TOKYO -- Japan's general trading companies are expanding supplies of fuel for biomass power plants to meet an expected surge in demand from facilities set to start up in 2017 and 2018, a development encouraged by the country's feed-in-tariff system.
Sojitz will begin production as early as 2018 of fuel made from woody biomass in Vietnam in partnership with state-run Vietnam Forest, also known as Vinafor. The duo agreed this month to conduct a feasibility study and aim to spend a year hammering out specific plans.
Sojitz and Vinafor jointly run four production bases for papermaking materials in Vietnam. At these sites, they plan to build facilities that use bark and other leftover plant matter to produce fuel. Sojitz is targeting annual shipments of 1 million tons of fuel to Japan in the medium to long term -- enough to power a 200,000kW plant for a year.
Itochu aims to boost annual imports of fuel pellets made from such biomass as coconut shells and wood chips from around 120,000 tons in fiscal 2015 to 1.2 million tons in fiscal 2019. It is holding talks with biomass power plant operators and has reached sales agreements with some.
The trading house buys biomass from coconut shell sellers in Indonesia and Malaysia, as well as from pellet manufacturers in China and Vietnam. Itochu plans to add suppliers to the list and is considering setting up a plant of its own.
Sumitomo Corp. will start importing fuel containing bagasse -- the material left over after juice has been extracted from sugarcane -- as soon as 2020. The trading house holds a 20% stake in a Brazilian biomass fuel maker. It plans to help lift the producer's capacity from roughly 180,000 tons a year to 2 million tons by 2025, with about 20% of the output to be shipped to Japan.
Sumitomo now imports biomass fuel from Canada and is diversifying its supply chain in anticipation of stronger demand.
Specialized and general trading houses including Mitsubishi Corp. and Mitsui & Co. have dealt in biomass fuel, and Nippon Paper Industries plans to make it in Thailand starting next spring. But none of these companies has produced or imported more than 1 million tons a year.

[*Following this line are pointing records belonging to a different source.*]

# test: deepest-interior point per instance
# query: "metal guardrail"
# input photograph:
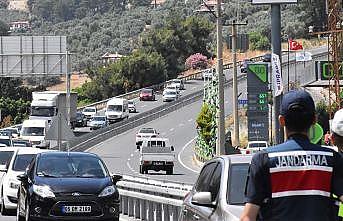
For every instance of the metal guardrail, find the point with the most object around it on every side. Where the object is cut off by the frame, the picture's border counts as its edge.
(147, 199)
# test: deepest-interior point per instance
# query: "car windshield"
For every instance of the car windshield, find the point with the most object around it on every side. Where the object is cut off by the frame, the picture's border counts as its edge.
(89, 110)
(236, 184)
(255, 145)
(43, 111)
(22, 161)
(33, 131)
(114, 108)
(147, 131)
(99, 118)
(5, 157)
(7, 142)
(71, 167)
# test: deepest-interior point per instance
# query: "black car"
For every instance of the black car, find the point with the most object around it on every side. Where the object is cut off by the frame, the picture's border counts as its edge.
(67, 186)
(81, 120)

The Ministry of Economy, Trade and Industry aims to have biomass power account for about 4% of Japan's total in fiscal 2030. Its feed-in-tariff framework for this fiscal year offers 24 yen (23 cents) per kilowatt-hour for electricity generated from such woody biomass as chaff and imported materials -- the same price as for energy from large solar installations. But with the solar power tariff expected to decline, the biomass price is expected to look generous in comparison.